There’s always something to learn

Sep 20, 2012

Ever have conversations with your children – or grandchildren – about what’s going on in the world?

The Creative Retirement Institute (CRI) at Edmonds Community College can help you show them you actually know more than they do.

Every term, CRI presents information and informed opinion, not available from the media, on international affairs.

Experts who know foreign nations well, often people retired from government service, teach these courses. Frequently, travelers who have recently returned from abroad are the instructors.

On Friday, Sept. 28, local political consultants Cathy Allen and Stanley Tsao, both from Seattle’s Connections Group, will talk about a recent incredible election in the Congo.

A year ago, David Suze, now a Parliament member in the Congo, was a teacher in the Northwest.
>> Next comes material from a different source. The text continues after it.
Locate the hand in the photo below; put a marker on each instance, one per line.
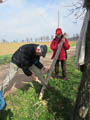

With the help of local political leaders and friends, he started down the path to Congo’s legislature.

CRI’s Barbara Shotwell traveled for days on a bus to visit Suze’s district.

She says this CRI course, On Becoming a Global Citizen – the Congo Way, will show how individuals like you might do something to encourage another emerging democracy.

Jim Thyden, who served 16 years in the U.S. Foreign Service, will present classes on Foreign Policy in the Obama Administration.  They get underway on Tuesday, Oct. 23.

“I hope to give students a better understanding of how foreign policy may affect them personally,” he says.

Topics will include relations with Russia and China, Iran’s nuclear program, and Pakistan as an unreliable ally.

Burma: Is There Hope? will be the course taught by Bob Rinehart, who had a 30-year career in the Central Intelligence Agency, including tours in Europe and Asia.

“We’ll look at Burma’s long-standing and frustrating struggles with its movement toward ‘democracy’ and gain a better appreciation of this country,” he says.

He’ll discuss the language and culture of Burma, trace its history from colonialism to a military dictatorship, and evaluate the hoped-for emergence of democracy.

Classes will begin Wednesday, Oct. 24.

“Students should learn that Central Asia is a complex region with a deep, rich history,” says Brett Walton, whose course will focus on the five “stans,” namely, Kazakhstan, Kyrgyzstan, Tajikistan, Turkmenistan, and Uzbekistan.

Walton has lived in Kazakhstan and taught school there.

He insists this region often gets “a bum rap,” because the media concentrate on its reputation as a staging ground for the Afghanistan war.

“But we should also know about the nomadic traditions, the stunning architecture, and the soul-lifting Alpine beauty,” he insists.

His course, Central Asia: Culture, History, and Current Events, will start Tuesday, Nov. 20.

You can learn more about these and other CRI offerings by phoning 425-640-1830 and asking for a free brochure.

This column has an early deadline, and these courses are popular. Some may already be filled. However, courses of this sort are offered every term, something you might keep in mind.